Returns the standard error of implied timescales. Only available if underlying estimator produces samples.

Returns:	timescales – standard deviations of timescales for all processes and lag times. l is the number of lag times and k is the number of computed timescales.
Return type:	ndarray((l x k), dtype=float)

samples_available¶: Returns True if samples are available and thus sample means, standard errors and confidence intervals can be obtained

save(file_name, model_name='default', overwrite=False, save_streaming_chain=False)¶

saves the current state of this object to given file and name.

Parameters:

file_name (str) – path to desired output file
model_name (str, default='default') – creates a group named ‘model_name’ in the given file, which will contain all of the data.
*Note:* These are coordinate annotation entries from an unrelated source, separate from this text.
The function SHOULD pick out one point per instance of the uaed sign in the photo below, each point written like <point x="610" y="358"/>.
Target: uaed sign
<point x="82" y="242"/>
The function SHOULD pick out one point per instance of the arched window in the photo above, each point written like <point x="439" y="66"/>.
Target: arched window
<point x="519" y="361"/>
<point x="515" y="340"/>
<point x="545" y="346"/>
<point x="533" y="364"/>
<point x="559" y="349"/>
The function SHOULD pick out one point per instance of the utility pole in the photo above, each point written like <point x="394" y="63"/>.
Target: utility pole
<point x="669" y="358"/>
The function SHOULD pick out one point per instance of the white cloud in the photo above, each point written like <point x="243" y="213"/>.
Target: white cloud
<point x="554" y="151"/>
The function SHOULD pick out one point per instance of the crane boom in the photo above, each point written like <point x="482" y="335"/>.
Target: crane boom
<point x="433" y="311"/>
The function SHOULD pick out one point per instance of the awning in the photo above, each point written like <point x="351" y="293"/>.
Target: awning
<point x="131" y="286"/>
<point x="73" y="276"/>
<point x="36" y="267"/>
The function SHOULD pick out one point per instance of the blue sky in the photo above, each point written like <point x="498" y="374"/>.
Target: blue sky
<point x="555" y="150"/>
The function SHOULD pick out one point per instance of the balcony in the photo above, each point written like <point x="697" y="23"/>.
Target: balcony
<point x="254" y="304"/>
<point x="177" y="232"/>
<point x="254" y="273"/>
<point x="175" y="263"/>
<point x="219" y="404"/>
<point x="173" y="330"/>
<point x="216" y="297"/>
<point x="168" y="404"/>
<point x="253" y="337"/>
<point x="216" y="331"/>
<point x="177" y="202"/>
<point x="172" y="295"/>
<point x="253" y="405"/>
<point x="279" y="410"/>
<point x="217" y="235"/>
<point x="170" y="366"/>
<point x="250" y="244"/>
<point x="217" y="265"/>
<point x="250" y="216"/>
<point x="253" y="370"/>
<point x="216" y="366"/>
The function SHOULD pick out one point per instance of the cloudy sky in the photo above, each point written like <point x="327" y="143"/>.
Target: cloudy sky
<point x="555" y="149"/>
If the name already exists, and overwrite is False (default) will raise a RuntimeError.
overwrite (bool, default=False) – Should overwrite existing model names?
save_streaming_chain (boolean, default=False) – if True, the data_producer(s) of this object will also be saved in the given file.

Examples

>>> import pyemma, numpy as np
>>> from pyemma.util.contexts import named_temporary_file
>>> m = pyemma.msm.MSM(P=np.array([[0.1, 0.9], [0.9, 0.1]]))

>>> with named_temporary_file() as file: # doctest: +SKIP
...    m.save(file, 'simple') # doctest: +SKIP
...    inst_restored = pyemma.load(file, 'simple') # doctest: +SKIP
>>> np.testing.assert_equal(m.P, inst_restored.P) # doctest: +SKIP

set_params(**params)¶: Set the parameters of this estimator. The method works on simple estimators as well as on nested objects (such as pipelines). The former have parameters of the form <component>__<parameter> so that it’s possible to update each component of a nested object. :returns: :rtype: self

timescales¶

Returns the implied timescale estimates

Returns:	timescales – timescales for all processes and lag times. l is the number of lag times and k is the number of computed timescales.
Return type:	ndarray((l x k), dtype=float)